HARLEY HAHN'S USENET CENTER
Illustrated Hands-On Guide to Usenet
Usenet is complex and newsreader programs can take a while to master. So don't be frustrated if it takes you a while to figure out how everything works. To get you started, I'll take you through the process of performing three basic Usenet activities:
• Searching for photos
In a previous section, I suggested that you use one of the recommended Usenet service providers (Thundernews, Newsdemon, Binverse, Usenext, Giganews, Astraweb, or Easynews). And in our examples, we'll use one particular newsreader (NewsBin).
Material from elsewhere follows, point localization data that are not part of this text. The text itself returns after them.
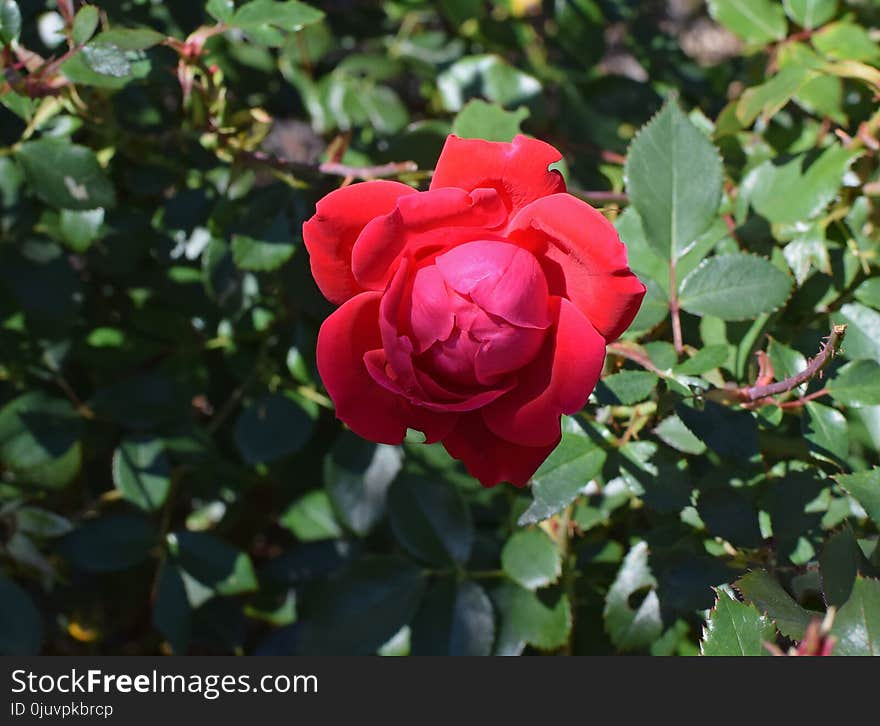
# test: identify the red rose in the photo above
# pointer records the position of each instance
(476, 312)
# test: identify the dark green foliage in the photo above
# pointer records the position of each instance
(172, 475)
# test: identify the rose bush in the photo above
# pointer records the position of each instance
(476, 312)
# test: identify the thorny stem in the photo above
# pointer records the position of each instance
(829, 348)
(798, 402)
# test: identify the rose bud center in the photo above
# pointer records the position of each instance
(479, 312)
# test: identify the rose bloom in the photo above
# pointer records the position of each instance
(476, 312)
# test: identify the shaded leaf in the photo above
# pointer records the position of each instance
(65, 175)
(734, 287)
(764, 591)
(430, 519)
(455, 618)
(864, 487)
(633, 627)
(362, 607)
(531, 559)
(857, 624)
(673, 176)
(734, 628)
(142, 472)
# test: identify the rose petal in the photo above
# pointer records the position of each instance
(506, 349)
(331, 233)
(431, 313)
(370, 410)
(518, 170)
(421, 225)
(558, 381)
(583, 260)
(501, 278)
(491, 459)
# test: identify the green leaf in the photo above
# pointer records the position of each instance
(357, 474)
(85, 24)
(106, 60)
(724, 430)
(857, 624)
(263, 19)
(674, 433)
(488, 76)
(862, 332)
(705, 359)
(430, 519)
(764, 591)
(272, 428)
(10, 21)
(110, 543)
(21, 625)
(222, 10)
(455, 618)
(673, 176)
(572, 465)
(810, 14)
(310, 518)
(65, 175)
(625, 388)
(734, 287)
(632, 628)
(857, 384)
(789, 193)
(362, 607)
(839, 566)
(39, 440)
(757, 22)
(41, 523)
(768, 98)
(734, 628)
(107, 65)
(655, 306)
(142, 472)
(864, 487)
(728, 513)
(260, 255)
(172, 615)
(531, 559)
(825, 430)
(130, 39)
(541, 620)
(806, 252)
(869, 292)
(481, 120)
(844, 40)
(214, 564)
(79, 229)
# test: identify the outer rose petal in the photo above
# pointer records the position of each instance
(583, 259)
(421, 224)
(518, 170)
(558, 381)
(331, 233)
(370, 410)
(492, 459)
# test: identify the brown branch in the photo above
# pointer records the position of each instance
(829, 348)
(328, 168)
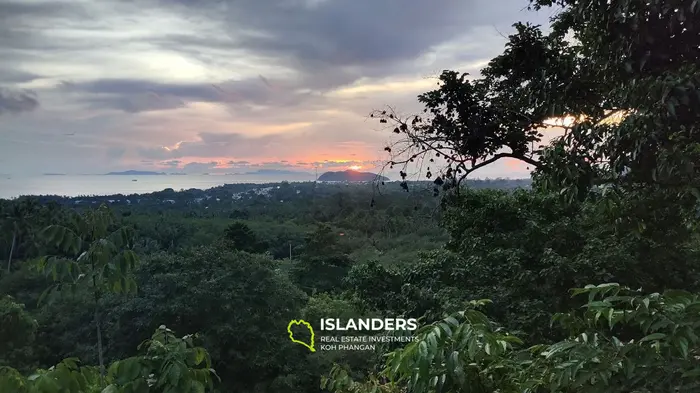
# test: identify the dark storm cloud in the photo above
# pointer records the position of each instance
(212, 145)
(23, 23)
(16, 101)
(333, 43)
(132, 95)
(12, 76)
Nevertheless, the general principles we will discuss will work with any Usenet provider and any newsreader.
Before we start, I want to take a moment to go over a few important ideas.
As we discussed earlier, Usenet is a worldwide system of newsgroups used for both discussions and file sharing. Newsgroups contain ARTICLES (often referred to as POSTINGS or POSTS) sent in by people around the world.
To have a discussion, people send articles — consisting of text — to a particular newsgroup. Other people read the articles and send replies of their own to the same newsgroup. This is a lot like having an email discussion, except that all the articles are sent to a newsgroup where anyone can see them.
To share files, people send articles containing binary data, rather than text. A small file can be uploaded as a single article. Larger files must be broken into parts, which are then sent out separately, one part per article. A large file, such as a DVD, can require of a great many separate articles. (Fortunately, the software does all of the work.) At the other end, the various parts are downloaded and the newsreader program puts them back together to recreate the original file. (Again, the software does all of the work.)
Thus, when you look at the contents of a newsgroup, you will see mostly text or files, depending on the purpose of that newsgroup. Modern newsreaders know how to handle such files automatically, so you don't need to concern yourself with a lot of details. As you will see, this is the case with NewsBin. (For more details, see the Usenet tutorial.)